Points: 0 of 10 A quality control inspector is checking a sample of lightbulbs for defects. The table summarizes the results. If one of these lightbulbs is selected at random, find the probability that the lightbulb is defective, given that it is 100 watts. \begin{tabular}{|r|r|r|r|} \hline Wattage & Good & Defective & Total \\ \hline 20 & 63 & 15 & 78 \\ 50 & 61 & 13 & 74 \\ 100 & 72 & 14 & 86 \\ Total & 196 & 42 & 238 \\ \hline \end{tabular} The probability is (Simplify your answer. Type an integer or a fraction.)

Step 1 ：The problem is asking for the conditional probability that a lightbulb is defective given that it is 100 watts. This can be calculated using the formula for conditional probability, which is \(P(A|B) = \frac{P(A \cap B)}{P(B)}\). In this case, event A is the lightbulb being defective and event B is the lightbulb being 100 watts.

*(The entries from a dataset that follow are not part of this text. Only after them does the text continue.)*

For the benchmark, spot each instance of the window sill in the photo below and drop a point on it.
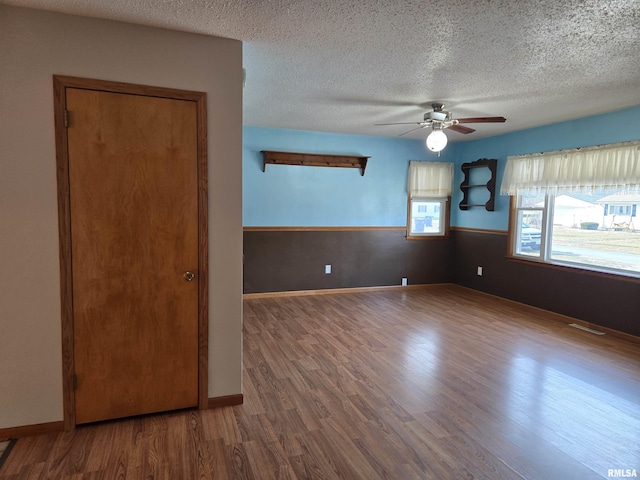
(582, 269)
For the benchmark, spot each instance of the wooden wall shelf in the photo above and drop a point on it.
(466, 186)
(313, 160)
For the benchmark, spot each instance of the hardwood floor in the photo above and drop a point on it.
(440, 383)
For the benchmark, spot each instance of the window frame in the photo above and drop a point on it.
(445, 214)
(546, 242)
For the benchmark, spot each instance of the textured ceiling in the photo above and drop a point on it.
(344, 65)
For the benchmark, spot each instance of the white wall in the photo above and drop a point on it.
(34, 45)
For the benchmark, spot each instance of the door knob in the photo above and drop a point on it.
(188, 276)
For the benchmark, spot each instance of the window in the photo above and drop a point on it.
(565, 218)
(425, 218)
(429, 189)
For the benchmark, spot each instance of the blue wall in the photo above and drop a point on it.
(619, 126)
(312, 196)
(287, 195)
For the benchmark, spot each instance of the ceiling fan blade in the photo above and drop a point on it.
(482, 120)
(412, 130)
(461, 129)
(402, 123)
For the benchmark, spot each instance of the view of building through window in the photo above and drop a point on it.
(425, 216)
(599, 230)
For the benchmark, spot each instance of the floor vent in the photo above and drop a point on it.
(575, 325)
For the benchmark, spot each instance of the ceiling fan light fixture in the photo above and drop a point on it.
(436, 141)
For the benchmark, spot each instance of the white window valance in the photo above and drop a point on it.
(583, 170)
(430, 179)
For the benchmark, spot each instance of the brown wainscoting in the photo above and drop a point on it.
(331, 291)
(29, 430)
(599, 300)
(282, 259)
(226, 401)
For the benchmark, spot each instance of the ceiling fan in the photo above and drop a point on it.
(439, 119)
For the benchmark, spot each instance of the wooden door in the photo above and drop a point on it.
(133, 202)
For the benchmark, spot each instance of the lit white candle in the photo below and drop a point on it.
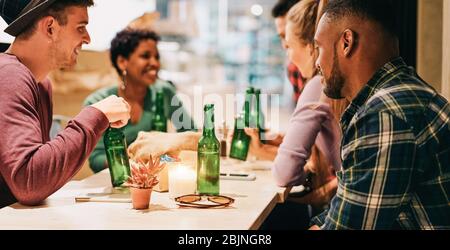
(182, 180)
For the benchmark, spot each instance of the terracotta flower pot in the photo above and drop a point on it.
(140, 197)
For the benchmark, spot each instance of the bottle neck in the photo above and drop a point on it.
(208, 125)
(159, 104)
(247, 107)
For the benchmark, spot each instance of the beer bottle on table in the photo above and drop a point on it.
(208, 156)
(159, 121)
(260, 120)
(240, 143)
(117, 156)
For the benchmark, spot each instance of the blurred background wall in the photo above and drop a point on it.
(226, 45)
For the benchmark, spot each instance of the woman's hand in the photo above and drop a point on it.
(159, 143)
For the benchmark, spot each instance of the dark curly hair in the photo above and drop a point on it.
(379, 11)
(282, 7)
(126, 41)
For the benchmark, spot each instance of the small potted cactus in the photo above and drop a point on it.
(142, 180)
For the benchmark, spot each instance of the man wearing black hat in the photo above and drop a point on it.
(49, 35)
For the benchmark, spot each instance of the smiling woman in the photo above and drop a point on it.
(135, 56)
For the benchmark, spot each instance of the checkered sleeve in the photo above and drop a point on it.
(377, 171)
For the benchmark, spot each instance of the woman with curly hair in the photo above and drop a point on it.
(135, 56)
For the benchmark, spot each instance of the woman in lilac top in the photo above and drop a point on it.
(314, 121)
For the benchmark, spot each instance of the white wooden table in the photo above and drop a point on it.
(254, 200)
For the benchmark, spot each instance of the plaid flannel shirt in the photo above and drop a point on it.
(396, 156)
(296, 80)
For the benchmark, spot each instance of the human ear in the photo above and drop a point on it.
(122, 63)
(349, 42)
(48, 26)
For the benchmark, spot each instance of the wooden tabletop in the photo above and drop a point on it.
(254, 200)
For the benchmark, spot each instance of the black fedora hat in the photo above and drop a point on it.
(19, 14)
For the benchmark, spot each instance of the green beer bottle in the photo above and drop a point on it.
(117, 156)
(240, 143)
(159, 122)
(208, 156)
(260, 121)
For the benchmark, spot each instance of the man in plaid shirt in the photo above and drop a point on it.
(396, 132)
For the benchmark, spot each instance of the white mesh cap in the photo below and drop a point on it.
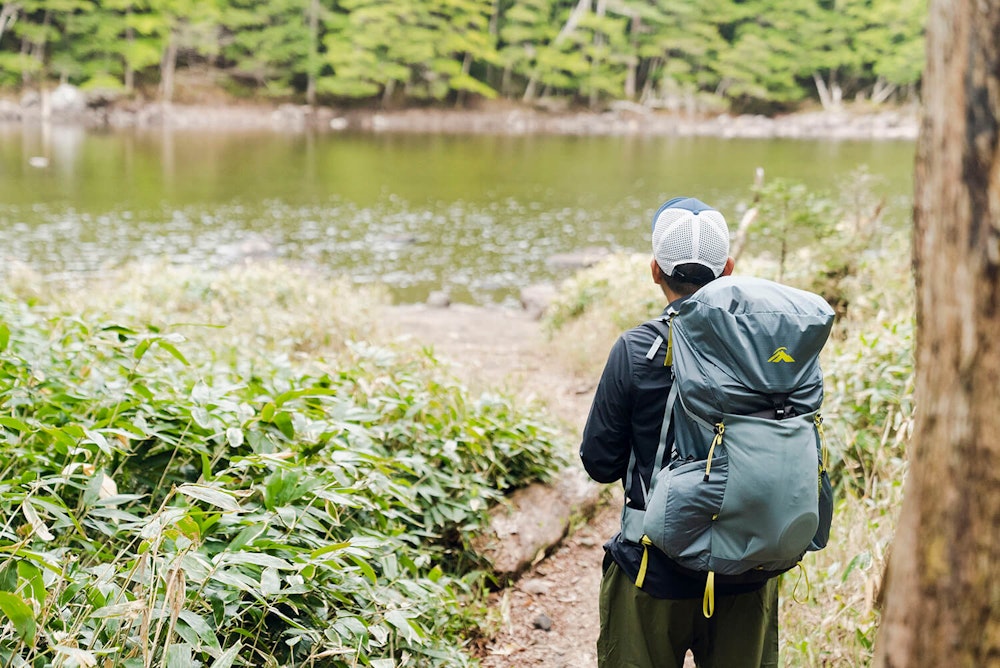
(688, 231)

Step 2 ：\(P(A \cap B)\) is the probability of both events happening, which is the number of 100 watt defective lightbulbs divided by the total number of lightbulbs. So, \(P(A \cap B) = \frac{14}{238} = 0.058823529411764705\).

Step 3 ：\(P(B)\) is the probability of the lightbulb being 100 watts, which is the total number of 100 watt lightbulbs divided by the total number of lightbulbs. So, \(P(B) = \frac{86}{238} = 0.36134453781512604\).

Step 4 ：Substitute \(P(A \cap B)\) and \(P(B)\) into the formula, we get \(P(A|B) = \frac{P(A \cap B)}{P(B)} = \frac{0.058823529411764705}{0.36134453781512604} = 0.16279069767441862\).

Step 5 ：Final Answer: The probability that a lightbulb is defective, given that it is 100 watts is \(\boxed{\frac{14}{86}}\) or approximately \(\boxed{0.163}\).